Yes, We Have No Plain Vanillla
The plain vanilla mortgage, once a stunning bit of common sense that has emerged in a sea of financial obfuscation, is now a policy proposal of the past.
Barney Frank dropped the Obama Administration’s plain vanilla language in the Consumer Financial Protection Act Tuesday.
Many writers, approaching this issue from a behavioral economics perspective, saw a lot of merit to this idea. Richard Thaler, who studies how people make financial decisions, called it “mortgages made easy.”The logic of his viewpoints are neatly expressed in this New York Times editorial:
Real people have trouble balancing their checkbooks, much less calculating how much they need to save for retirement; they sometimes binge on food, drink or high-definition televisions. They are more like Homer Simpson than Mr. Spock. Call them Homer economicus if you like, or just Humans. Behavioral economics is the study of Humans in markets.
Thaler has a good point. If the previous administration’s preference in economics ran through Stanford and George Mason, then it is behavioral economists like Thaler who have the ear of the Obama crowd. Their wisdom makes a lot of sense when you refer to what kind of information exists with most financial transactions.
Indeed, disclosures on loans exist in a murky world where complexity is balanced against disclosure laws. The Truth in Lending Act mandates straightforward and uniform calculations of APRs on mortgage documents. At the same time, anyone who has ever closed on a home loan will remember that there are still multiple pages of legalese that attended to their documents.
Plain vanilla would have been a simple alternative to that. Now, those disclosure essayists still won’t have have had to learn to use a simple declarative sentence. They can still string together 30-word clauses, one after another. It means would only have meant that there will would have to be one mortgage product where that language is uniform across the market.
If the language is complex, but uniform, then consumers can respond with different behavior. They can enter the market with more certainty about their decisions. Right now, a person doesn’t feel that it is necessary to understand chemistry to take an aspirin, or dairy farming in order to eat a yoghurt. You might be aided by a graduate-level English degree, some knowledge of consumer protection law, and an advanced degree in math if you want to fully grasp your mortgage.
Ah, but changing that would have been too easy. Or rather, giving consumers the option to make a choice for certainty, but not requiring it, would have been too easy.
Barney – Cheers for doing your best to make it harder!
The decision may not be final, although Barney Frank-whisperers might feel confident. Timothy Geithner will testify this morning on behalf of the CFPA. However, as of noon, Geithner is delivering a message on Capitol Hill that expresses the notion that the Administration has dropped its effort for plain vanilla mortgages as well as for similar credit card products.
Some of those Frank-whisperers might be his leading sources of campaign cash. While there are no records of extensive donations from any consumer advocacy groups, he still raised over $2.2 million for his 2008 House of Representative campaign.

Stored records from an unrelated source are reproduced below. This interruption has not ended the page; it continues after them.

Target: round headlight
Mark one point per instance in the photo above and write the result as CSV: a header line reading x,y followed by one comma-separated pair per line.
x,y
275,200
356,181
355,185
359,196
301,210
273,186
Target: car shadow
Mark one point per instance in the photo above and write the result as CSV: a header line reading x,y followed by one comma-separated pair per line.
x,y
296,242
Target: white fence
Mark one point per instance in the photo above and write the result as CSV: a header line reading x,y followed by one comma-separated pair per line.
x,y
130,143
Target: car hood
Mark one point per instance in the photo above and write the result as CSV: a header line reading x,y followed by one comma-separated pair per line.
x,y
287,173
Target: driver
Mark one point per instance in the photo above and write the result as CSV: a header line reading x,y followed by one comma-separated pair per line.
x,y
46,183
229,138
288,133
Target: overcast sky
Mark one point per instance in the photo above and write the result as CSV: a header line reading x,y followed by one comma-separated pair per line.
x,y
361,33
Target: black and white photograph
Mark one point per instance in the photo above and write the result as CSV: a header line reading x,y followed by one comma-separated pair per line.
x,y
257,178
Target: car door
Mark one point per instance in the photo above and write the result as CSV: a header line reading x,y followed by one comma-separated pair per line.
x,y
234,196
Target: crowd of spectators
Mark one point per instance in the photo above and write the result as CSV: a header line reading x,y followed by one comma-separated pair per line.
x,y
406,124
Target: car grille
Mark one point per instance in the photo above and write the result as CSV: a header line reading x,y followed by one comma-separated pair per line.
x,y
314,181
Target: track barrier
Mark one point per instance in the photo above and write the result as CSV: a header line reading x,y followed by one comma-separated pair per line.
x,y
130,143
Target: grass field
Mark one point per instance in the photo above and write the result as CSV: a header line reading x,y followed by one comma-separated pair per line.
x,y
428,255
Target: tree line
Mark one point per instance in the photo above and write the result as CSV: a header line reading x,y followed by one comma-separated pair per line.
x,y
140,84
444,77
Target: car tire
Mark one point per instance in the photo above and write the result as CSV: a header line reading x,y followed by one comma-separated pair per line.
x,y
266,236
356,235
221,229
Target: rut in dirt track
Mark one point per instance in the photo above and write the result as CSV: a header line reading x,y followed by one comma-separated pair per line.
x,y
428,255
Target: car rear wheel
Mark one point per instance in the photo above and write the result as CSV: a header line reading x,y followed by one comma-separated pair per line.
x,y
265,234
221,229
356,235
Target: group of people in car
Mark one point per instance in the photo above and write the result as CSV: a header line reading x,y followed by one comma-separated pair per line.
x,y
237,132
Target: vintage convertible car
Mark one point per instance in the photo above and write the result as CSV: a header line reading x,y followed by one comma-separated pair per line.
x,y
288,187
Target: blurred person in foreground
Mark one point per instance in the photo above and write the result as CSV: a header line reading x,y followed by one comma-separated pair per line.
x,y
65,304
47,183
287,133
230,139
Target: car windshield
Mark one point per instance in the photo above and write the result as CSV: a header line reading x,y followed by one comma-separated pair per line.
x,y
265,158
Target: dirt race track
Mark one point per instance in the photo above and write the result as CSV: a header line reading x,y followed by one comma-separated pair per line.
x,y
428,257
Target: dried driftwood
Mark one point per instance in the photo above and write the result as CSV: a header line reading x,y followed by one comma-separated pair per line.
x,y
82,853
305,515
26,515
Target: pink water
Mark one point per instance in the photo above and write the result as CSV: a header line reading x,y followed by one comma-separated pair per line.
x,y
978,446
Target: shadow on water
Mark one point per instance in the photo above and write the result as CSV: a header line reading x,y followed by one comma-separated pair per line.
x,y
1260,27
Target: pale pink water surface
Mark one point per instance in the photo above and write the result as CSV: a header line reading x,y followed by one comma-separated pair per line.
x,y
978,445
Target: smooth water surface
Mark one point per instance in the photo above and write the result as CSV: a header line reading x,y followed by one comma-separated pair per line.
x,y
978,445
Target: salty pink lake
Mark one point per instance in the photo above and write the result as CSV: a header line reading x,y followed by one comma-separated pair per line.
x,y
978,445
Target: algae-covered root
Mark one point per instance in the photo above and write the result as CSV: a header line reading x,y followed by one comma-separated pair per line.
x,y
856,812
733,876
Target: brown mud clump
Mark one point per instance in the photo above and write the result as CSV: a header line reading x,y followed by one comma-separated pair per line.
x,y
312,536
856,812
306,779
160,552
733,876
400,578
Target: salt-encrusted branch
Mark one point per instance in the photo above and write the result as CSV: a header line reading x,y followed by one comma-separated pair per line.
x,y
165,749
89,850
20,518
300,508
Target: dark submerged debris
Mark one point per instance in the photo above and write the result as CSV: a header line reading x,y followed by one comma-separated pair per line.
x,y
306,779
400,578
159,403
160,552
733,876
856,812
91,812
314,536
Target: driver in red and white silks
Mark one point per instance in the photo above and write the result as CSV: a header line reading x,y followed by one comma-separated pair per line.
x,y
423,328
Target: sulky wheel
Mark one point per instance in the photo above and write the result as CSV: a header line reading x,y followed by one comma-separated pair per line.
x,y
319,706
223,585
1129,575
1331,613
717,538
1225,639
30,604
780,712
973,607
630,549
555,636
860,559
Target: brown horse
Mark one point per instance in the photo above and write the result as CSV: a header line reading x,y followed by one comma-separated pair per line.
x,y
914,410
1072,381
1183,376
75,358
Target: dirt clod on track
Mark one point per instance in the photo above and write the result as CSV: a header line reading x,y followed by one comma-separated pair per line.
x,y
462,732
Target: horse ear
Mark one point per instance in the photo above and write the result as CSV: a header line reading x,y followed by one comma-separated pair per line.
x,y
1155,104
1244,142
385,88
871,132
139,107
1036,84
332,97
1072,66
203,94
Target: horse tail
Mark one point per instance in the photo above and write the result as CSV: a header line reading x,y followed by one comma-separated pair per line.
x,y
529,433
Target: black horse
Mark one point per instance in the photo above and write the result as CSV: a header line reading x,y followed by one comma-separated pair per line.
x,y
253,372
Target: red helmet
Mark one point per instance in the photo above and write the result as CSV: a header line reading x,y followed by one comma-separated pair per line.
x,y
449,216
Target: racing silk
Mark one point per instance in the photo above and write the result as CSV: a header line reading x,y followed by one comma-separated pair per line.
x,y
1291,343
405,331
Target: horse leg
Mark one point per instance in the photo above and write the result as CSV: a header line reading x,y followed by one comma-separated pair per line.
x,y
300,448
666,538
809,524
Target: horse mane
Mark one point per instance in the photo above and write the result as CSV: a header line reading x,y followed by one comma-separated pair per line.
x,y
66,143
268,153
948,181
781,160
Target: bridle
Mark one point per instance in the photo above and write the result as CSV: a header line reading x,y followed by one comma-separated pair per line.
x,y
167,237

That is a lot considering that his seat in Massachusetts is effectively uncontested. Who are those generous contributors? Well, it wouldn’t be suprrising to find that the top five are all from the finance sector. They include Bank of America, Morgan Stanley, JP Morgan Chase, Royal Bank of Scotland, and Brown Brothers Harriman (investment banking). The American Bankers Association is there, too. So are Deloitte and Touche, the National Association of Realtors, and a few leading insurance firms.
Losing Plain Vanilla is a shame. Banks often support financial literacy, but they insist that consumers wade through cuneiform in order to buy a house. Isnt’ there an easier way?